Gary considered the raucous sounds of the ER of a late Sunday afternoon, just beyond the thin curtain and Fausta’s immobile form in the corner. A glance at the one hundred mL bag hanging above her and back to the tiny crescents of gold.

“How long must you remain in the hospital? For the course of the experiments?”

“Not at all! I’ll be taking some medications with me, for acute or chronic seizures, but they say I can go home tomorrow morning.”

Should I wait to tell her at home, or when she’s still here, with immediate emergency medical?

“You want to tell me something, Beloved.” A statement.

“Yes.” They never lied to one another. “But if it re-stresses you, you might seize again.”

“Fausta?”

Her great, dangerous form stepped out of the dark corner.

“Yes, little niece?”

“Adjust the pump setting up by ten percent, please.”

“Of course.”

Gary watched her tap a few buttons and return to her corner.

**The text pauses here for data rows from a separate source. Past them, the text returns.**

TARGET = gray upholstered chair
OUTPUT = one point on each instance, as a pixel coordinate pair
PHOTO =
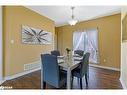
(79, 52)
(52, 75)
(55, 52)
(82, 70)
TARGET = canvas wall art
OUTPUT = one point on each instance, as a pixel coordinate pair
(32, 35)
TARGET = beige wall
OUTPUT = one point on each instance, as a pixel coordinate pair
(18, 54)
(109, 38)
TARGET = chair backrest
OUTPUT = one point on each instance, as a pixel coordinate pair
(85, 64)
(50, 69)
(79, 52)
(55, 52)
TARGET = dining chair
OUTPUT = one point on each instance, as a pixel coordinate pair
(79, 52)
(55, 52)
(52, 75)
(82, 70)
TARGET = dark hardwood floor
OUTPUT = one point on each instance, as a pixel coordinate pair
(98, 79)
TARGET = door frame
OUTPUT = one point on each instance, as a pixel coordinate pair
(1, 47)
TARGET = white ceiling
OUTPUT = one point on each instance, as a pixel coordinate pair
(62, 14)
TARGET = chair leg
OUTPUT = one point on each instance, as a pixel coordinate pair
(44, 85)
(72, 81)
(80, 83)
(86, 80)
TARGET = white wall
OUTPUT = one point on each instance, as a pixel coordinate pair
(1, 44)
(123, 76)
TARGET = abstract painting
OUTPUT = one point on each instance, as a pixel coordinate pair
(35, 36)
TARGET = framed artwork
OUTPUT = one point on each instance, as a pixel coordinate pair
(32, 35)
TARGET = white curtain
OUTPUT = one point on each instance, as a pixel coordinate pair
(91, 44)
(87, 41)
(78, 40)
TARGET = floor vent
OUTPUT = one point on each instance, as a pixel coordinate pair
(32, 66)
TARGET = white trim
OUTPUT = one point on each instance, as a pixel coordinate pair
(2, 82)
(21, 74)
(123, 84)
(104, 67)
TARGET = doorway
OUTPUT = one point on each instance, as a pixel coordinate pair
(87, 41)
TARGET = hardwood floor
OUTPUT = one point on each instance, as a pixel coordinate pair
(98, 79)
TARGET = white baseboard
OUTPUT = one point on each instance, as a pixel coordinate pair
(21, 74)
(104, 67)
(123, 84)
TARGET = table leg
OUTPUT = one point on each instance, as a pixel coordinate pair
(68, 78)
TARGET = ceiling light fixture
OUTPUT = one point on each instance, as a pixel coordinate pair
(73, 21)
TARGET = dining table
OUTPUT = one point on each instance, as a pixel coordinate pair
(67, 63)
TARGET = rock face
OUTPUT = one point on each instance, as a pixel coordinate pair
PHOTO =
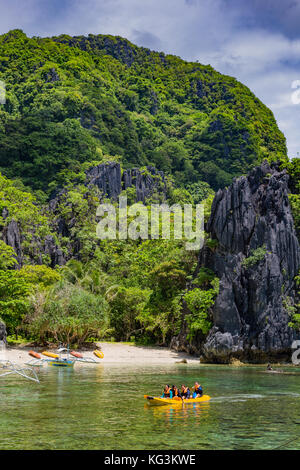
(256, 259)
(2, 332)
(111, 182)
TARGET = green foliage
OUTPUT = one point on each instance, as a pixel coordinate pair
(125, 306)
(256, 256)
(67, 314)
(40, 276)
(199, 302)
(14, 292)
(7, 256)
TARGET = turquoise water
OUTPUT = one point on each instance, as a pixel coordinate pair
(102, 407)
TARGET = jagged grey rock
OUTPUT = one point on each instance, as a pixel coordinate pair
(111, 182)
(2, 332)
(250, 316)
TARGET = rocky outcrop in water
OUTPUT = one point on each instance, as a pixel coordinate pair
(256, 258)
(256, 261)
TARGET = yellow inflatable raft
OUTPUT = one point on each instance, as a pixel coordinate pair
(99, 353)
(54, 356)
(158, 401)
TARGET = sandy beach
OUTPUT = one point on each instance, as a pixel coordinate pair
(115, 353)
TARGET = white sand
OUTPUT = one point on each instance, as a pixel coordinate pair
(116, 353)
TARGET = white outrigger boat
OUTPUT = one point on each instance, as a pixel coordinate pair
(64, 358)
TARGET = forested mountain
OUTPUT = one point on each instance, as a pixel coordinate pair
(85, 99)
(92, 118)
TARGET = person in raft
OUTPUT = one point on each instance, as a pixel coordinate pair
(198, 390)
(167, 393)
(175, 391)
(185, 392)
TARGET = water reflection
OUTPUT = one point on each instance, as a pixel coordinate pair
(103, 407)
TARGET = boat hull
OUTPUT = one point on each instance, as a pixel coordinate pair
(61, 363)
(157, 401)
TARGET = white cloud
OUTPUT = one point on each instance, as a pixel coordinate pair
(250, 41)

“Give that a few moments, then you will tell me. Shall we pray of decade of the Rosary together?”

“Hail Mary…” Gary began, Henge joining right in.

It was a few minutes later when they concluded: “… is now and ever shall be, worlds without end! Amen!”

“Tell me, Gary!”

“We are to be married tomorrow.”

Her golden eyes widened slightly, grew wet, and shut, tears down her cheeks.

“Fausta!” She cried in a whisper. “Please tell – !”

“I’ve told everyone, little niece! Is it selfish of me to congratulate you first?”

“Of course not, Aunt Fausta! Thank you!”

“With you being a girl, we’ll have a ceremony with a dress and such in the church later, but – ”

“Gary!” Henge laughed and cried.

“Yes?”

“Be silent and kiss me!”

“Um.”

Almost twenty seconds into that, they heard the curtain brushed open.

“Miss Henge! Doctor Büyükkaya, again. Looks as if you’re feeling better!”